Why? Because complex 16-character passwords would typically take centuries to crack. In comparison, a simple 8-character password could be cracked in less than 24 hours.
However, it’s still important to check if your passwords are strong enough — even simple 16-character passwords (e.g. "thisismypassword”) are easier to crack than complex alternatives (e.g. "TH15i$mYP4s5W0rD”).
What is the safest password possible?
There is no one password that is considered the safest. However, you can ensure your password is safe by checking its strength and updating it if it’s weak.
Safe passwords usually have a combination of factors that make them hard for hackers to crack:
- Good length — We recommend at least 16 characters or longer.
- Random — Passwords with a randomized combination of characters are safer than simple, commonly-used words or phrases.
- Variety of characters — A combination of uppercase and lowercase letters, numbers, and special characters are harder to crack.
However, password safety also involves a variety of measures, including regularly changing passwords (we recommend you change your most important credentials monthly), regularly checking if your login details have been involved in a data breach, and using two-factor authentication to further protect your accounts.
How do hackers steal passwords?
One of the most common password-stealing techniques is phishing, where hackers set up fake websites and deceive users into entering their login details. For example, hackers could create a fake banking webpage and convince unsuspecting users to enter their private banking details.
Hackers typically send phishing links via email, posing as representatives of legitimate companies. But phishing sites can also be found on social networking sites and even in search engine results.
There are many other ways your password can be stolen, including when company servers are breached or malware (like spyware) covertly monitors your keyboard strokes.
Hackers can also break into accounts using brute-force attack software, which attempts to guess account passwords at a rate of hundreds per second.
What is password entropy?
Password entropy is a form of measurement used to determine how difficult it is for a hacker to crack a password — the higher the entropy score, the harder it is to crack. Password strength checkers use this to help you determine how safe your password is (and if you need to strengthen it).
Entropy is measured in "bits”. It’s calculated by measuring password length and the variety of characters used e.g. uppercase and lowercase letters, digits, and special characters.
A simple phrase like "hello" has a lower entropy as it’s short and doesn’t use a variety of characters. But a complex password like "Gp6-7!$f0O^M>14£@-+_%k" has a higher entropy as it’s long and uses a wide variety of characters, which makes it harder to crack.
What are the most commonly used passwords?
According to the UK’s National Cyber Security Centre, the most commonly used passwords are "123456”, "123456789”, "qwerty”, "password”, and "1111111”, all of which are easy to remember, hence why so many people use them.
All of the above are very easy for hackers to guess, so it's always best to use unique, complex passwords, and change them every few months. You can use a strength checker to easily assess whether your passwords are weak or strong.
What is two-factor authentication (2FA) and should I use it?

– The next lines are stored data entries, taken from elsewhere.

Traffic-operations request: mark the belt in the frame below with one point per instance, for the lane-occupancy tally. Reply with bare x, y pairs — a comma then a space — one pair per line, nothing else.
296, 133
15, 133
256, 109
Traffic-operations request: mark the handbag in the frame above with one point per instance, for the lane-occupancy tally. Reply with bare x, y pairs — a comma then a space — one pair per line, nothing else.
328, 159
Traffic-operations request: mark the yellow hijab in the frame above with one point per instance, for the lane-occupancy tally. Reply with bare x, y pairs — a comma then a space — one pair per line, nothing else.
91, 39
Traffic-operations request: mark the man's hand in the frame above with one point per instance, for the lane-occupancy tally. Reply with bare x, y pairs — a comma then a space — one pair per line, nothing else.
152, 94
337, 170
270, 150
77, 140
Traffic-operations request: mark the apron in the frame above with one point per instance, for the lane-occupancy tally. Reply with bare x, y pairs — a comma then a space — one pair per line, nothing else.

Two-factor authentication (2FA) is a security method that requires users to provide an extra form of verification along with their username and password when accessing their accounts.
For example, when logging into your Facebook account, you’ll need to enter a one-time code generated by an authenticator app (like Google Authenticator) or sent to you via SMS.
There are many forms of 2FA, including one-time codes, hardware keys, and biometric authentication (fingerprint scanning or facial recognition).
Even if you have 2FA set up on your account, it's still important to make sure that you're using strong passwords and not reusing them across multiple sites or services. You should also keep an eye on any suspicious activity on your accounts—like new accounts being created or sudden changes in spending habits—and report it immediately if something seems off.
Is it worth using a password manager?
In short, yes. Password managers offer many benefits, including:
- Security. All your details are stored in an encrypted digital vault, so they're safe from hackers.
- Convenience. With one click, you can automatically fill in your login credentials, so you don’t have to repeatedly type them manually.
- Password auditing. This feature notifies you if your passwords are weak, old, reused, or compromised, which allows you to update your password quickly.
Browser password managers (like the one built into Google Chrome) are easy-to-use and convenient, but standalone password manager apps tend to offer more features and better security overall.
What is a master password?
A master password is required to unlock your password manager. As password managers use encryption to secure stored data, the master password is linked to your vault’s decryption key, which is needed to access the data stored in your vault.
To keep bad actors from accessing your vault, you should set up a strong master password that is not easy to guess or crack. You should also change it periodically (such as once per quarter) to avoid being hacked.
Pro tip: Set up two-factor authentication (2FA) to further protect your vault. This is an extra verification step that protects your data even if hackers managed to crack your password.